CASE Quantitative Thermal Conduction Measurement and Imaging at 200nm scale

Lead Research Organisation: University of Glasgow
Department Name: School of Engineering


The performance of modern electronic and optical components is dominated by thermal effects. Modern devices make extensive use of nanostructuring to obtain greatly enhanced optical and electronic properties, but this structuring comes at a significant cost since it reduces the ability of the materials used to conduct away heat. Thermal conduction at the nanoscale is significantly different to that observed at macroscopic distances, being subject to acoustic boundary reflection effects, ballistic conduction, phonon-wavelength dependent scattering and quantized thermal conduction. Since the physics of nanoscale thermal transport is so profoundly different it is necessary to develop new techniques for its measurement.

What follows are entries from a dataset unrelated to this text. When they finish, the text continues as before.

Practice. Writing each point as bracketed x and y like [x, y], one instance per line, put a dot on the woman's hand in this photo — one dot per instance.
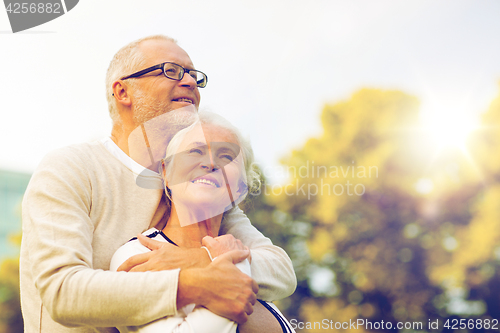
[222, 244]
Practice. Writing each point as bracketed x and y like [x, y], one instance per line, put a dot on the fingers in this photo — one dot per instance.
[134, 261]
[250, 254]
[208, 241]
[255, 289]
[150, 243]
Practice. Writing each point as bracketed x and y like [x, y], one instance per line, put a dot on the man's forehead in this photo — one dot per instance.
[157, 51]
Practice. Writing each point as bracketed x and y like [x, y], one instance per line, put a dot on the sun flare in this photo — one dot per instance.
[447, 129]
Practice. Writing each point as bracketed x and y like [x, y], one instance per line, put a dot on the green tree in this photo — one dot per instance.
[377, 219]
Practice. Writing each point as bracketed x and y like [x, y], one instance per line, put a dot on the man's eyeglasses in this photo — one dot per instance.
[174, 72]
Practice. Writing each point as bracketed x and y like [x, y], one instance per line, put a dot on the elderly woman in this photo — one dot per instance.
[207, 170]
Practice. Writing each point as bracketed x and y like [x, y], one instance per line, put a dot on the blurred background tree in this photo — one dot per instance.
[383, 222]
[11, 320]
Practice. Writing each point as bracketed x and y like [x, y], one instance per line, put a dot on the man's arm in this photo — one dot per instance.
[57, 262]
[58, 237]
[272, 268]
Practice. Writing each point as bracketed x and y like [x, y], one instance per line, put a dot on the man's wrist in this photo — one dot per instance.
[204, 257]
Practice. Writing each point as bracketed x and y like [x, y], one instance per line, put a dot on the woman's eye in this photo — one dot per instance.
[195, 151]
[227, 157]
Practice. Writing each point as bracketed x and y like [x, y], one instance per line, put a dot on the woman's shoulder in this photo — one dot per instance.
[133, 247]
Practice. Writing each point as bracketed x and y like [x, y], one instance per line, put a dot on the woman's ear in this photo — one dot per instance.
[120, 93]
[164, 172]
[242, 187]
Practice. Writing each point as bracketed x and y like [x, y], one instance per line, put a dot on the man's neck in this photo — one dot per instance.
[190, 235]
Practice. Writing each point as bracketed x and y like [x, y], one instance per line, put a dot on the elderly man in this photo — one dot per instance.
[83, 202]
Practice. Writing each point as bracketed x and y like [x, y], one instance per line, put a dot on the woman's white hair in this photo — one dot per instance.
[127, 60]
[251, 176]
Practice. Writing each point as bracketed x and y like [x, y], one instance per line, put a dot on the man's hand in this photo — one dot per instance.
[164, 256]
[222, 244]
[220, 287]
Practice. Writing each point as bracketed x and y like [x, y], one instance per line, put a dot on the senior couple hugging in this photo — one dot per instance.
[141, 232]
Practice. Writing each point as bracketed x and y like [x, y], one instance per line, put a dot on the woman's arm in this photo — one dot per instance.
[272, 268]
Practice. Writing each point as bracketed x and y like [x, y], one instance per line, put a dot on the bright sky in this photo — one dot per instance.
[272, 65]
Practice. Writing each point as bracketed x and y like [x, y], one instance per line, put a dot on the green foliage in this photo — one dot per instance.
[11, 320]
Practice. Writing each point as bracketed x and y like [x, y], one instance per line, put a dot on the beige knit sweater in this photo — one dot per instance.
[81, 205]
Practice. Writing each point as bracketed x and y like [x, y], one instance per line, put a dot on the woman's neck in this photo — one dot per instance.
[190, 234]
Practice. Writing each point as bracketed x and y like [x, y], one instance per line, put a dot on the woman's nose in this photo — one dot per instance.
[208, 163]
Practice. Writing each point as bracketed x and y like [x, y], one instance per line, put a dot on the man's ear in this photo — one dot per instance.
[164, 172]
[121, 94]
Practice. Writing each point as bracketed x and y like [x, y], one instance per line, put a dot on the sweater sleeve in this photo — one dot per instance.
[199, 320]
[272, 268]
[58, 234]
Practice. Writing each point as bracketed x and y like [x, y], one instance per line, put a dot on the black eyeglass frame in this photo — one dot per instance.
[162, 67]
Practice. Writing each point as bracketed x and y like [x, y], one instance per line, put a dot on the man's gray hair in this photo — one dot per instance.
[125, 61]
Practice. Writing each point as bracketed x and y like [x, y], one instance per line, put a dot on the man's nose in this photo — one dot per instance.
[188, 81]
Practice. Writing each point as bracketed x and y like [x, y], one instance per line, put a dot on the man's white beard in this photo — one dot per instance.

Nanoscale thermal measurements are often made using "Scanning Thermal Microscopy", a technique related to Atomic Force Microscopy (AFM) in which a thermal sensor is combined with a MEMS AFM sensor to give high resolution measurements of topography and temperature at the same time. This project is concerned with the development and validation of techniques to quantify thermal conduction at the nanoscale using custom AFM probes which have two tips, separated by a few hundred nanometres. The two tips will act as heaters and thermometers, allowing a measurement of the temperature rise from the flow of a known thermal power: Classically this would constitute a measurement of thermal conductivity. Technical objectives are the development of a measurement methodology, determination of the range of validity of the measurement and quantification of errors in measurement with reference to the characteristics of known bulk materials. The project will involve nanofabrication of the advanced sensors in the James Watt Nanofabrication Centre combined with the development of the associated instrumentation and measurement techniques.